2018 National Budget: Govt charts new path

HARARE - Government is taking steps towards ending its economic isolation in its first budget since the end of Robert Mugabe’s 37-year authoritarian rule with Treasury announcing a package of measures aimed at wooing international investors, including new curbs on laws that require firms to be 51 percent locally owned.

Finance minister Patrick Chinamasa said privatisation of some State firms was being considered.

In his 2018 national budget presented yesterday, he unveiled spending cuts including the closure of some diplomatic missions.

Chinamasa also said all civil servants over the age of 65 would have to retire as the government aims for a 2018 budget deficit of below four percent of gross domestic product.

At present, more than 90 percent of government expenditure goes to pay civil servants’ salaries.

Since taking office last week, President Emmerson Mnangagwa has pledged to crack down on corruption.

He has also offered a three-month amnesty for individuals and companies to surrender public funds illegally stashed abroad.

The Indigenisation and Economic Empowerment Act, which aimed to place 51 percent of companies into the hands of black Zimbabweans, was brought in by Mugabe in 2009.

But in Thursday’s budget announcement, Chinamasa said the law would apply only to the platinum and diamond sectors from now on.

At the same time, export taxes on processed platinum would be deferred until 2019.

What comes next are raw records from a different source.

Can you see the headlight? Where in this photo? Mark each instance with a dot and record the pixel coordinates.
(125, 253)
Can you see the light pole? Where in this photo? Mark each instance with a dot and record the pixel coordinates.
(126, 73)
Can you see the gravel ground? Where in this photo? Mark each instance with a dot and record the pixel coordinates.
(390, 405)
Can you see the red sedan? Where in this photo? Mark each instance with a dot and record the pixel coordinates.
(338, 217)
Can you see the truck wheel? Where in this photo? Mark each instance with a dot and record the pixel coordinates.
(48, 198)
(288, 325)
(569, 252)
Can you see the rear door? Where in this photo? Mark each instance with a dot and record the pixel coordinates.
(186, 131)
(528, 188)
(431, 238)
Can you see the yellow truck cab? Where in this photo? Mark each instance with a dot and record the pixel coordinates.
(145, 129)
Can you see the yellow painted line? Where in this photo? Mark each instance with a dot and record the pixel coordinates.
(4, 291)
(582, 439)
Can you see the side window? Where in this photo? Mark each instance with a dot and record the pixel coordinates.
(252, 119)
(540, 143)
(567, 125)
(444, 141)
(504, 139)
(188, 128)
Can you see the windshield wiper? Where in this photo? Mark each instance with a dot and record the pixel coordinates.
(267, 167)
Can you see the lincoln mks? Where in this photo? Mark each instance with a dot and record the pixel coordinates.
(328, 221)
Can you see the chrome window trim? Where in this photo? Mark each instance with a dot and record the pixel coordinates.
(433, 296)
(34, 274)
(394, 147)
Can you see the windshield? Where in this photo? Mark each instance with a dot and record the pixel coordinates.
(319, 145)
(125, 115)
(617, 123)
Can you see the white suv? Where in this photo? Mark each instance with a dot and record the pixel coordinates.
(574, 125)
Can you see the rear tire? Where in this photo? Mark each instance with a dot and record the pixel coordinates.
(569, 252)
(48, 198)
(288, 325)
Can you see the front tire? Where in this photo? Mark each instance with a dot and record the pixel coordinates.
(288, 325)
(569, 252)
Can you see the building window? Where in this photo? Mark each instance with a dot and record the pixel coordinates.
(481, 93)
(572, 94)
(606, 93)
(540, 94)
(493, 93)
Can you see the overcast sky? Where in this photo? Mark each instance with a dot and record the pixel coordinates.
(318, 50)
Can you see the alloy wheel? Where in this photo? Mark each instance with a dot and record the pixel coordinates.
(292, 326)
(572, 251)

Former Reserve Bank of Zimbabwe governor Gideon Gono described the national budget as “comprehensive under the circumstances, practical, bold, courageous, forward-looking, investment stimulating, confidence boosting and painfully sweet.”

He said Chinamasa’s budget was arguably one of the best in years, if only it can be translated into action.

“I have already spoken to and congratulated the minister, Cde Patrick Chinamasa, and implored him to now focus on the implementation matrix, advice which he sincerely appreciated.

“From the Special Economic Zones (SEZ) point of view, we are ready to fly as soon as the twin issues of the chief executive officer and the secretariat have been attended to,” said Gono, who is the chairman of the SEZ.

Chinamasa said total revenue collections for 2018 are estimated at $5,071 billion and expenditure for the year is estimated at $5,743 billion, bringing up a deficit of $672 million.

The $5,7 billion budget is $1,6 billion more than last year’s $4,1 billion.

“The budget deficit for 2018, given total revenues available for appropriation by Parliament of $5,071 billion, and total expenditure and net lending of $5,743 billion, translate to a fiscal deficit of $672 million,” he said.

The wage bill for 2018 is set at $3,3 billion, representing 57 percent of the total budget - down from 73 percent in 2017.

“The 2018 budget is appropriating $3,3 billion for employment costs, with $2,6 billion being set aside for the Public Service wage bill, inclusive of grant aided institutions,” he said.

The minister confirmed civil servants bonuses for 2017.

The minister acknowledged the inflationary pressure endemic in the economy pointing out that inflation was being driven by the discounts on real time gross settlement system, otherwise known as the RTGS.

“In the outlook, the biggest threat emanates from inflationary pressures that the economy faces from potential general price hikes driven by speculative tendencies, arising from the mis-match between electronic bank balances and available foreign exchange.”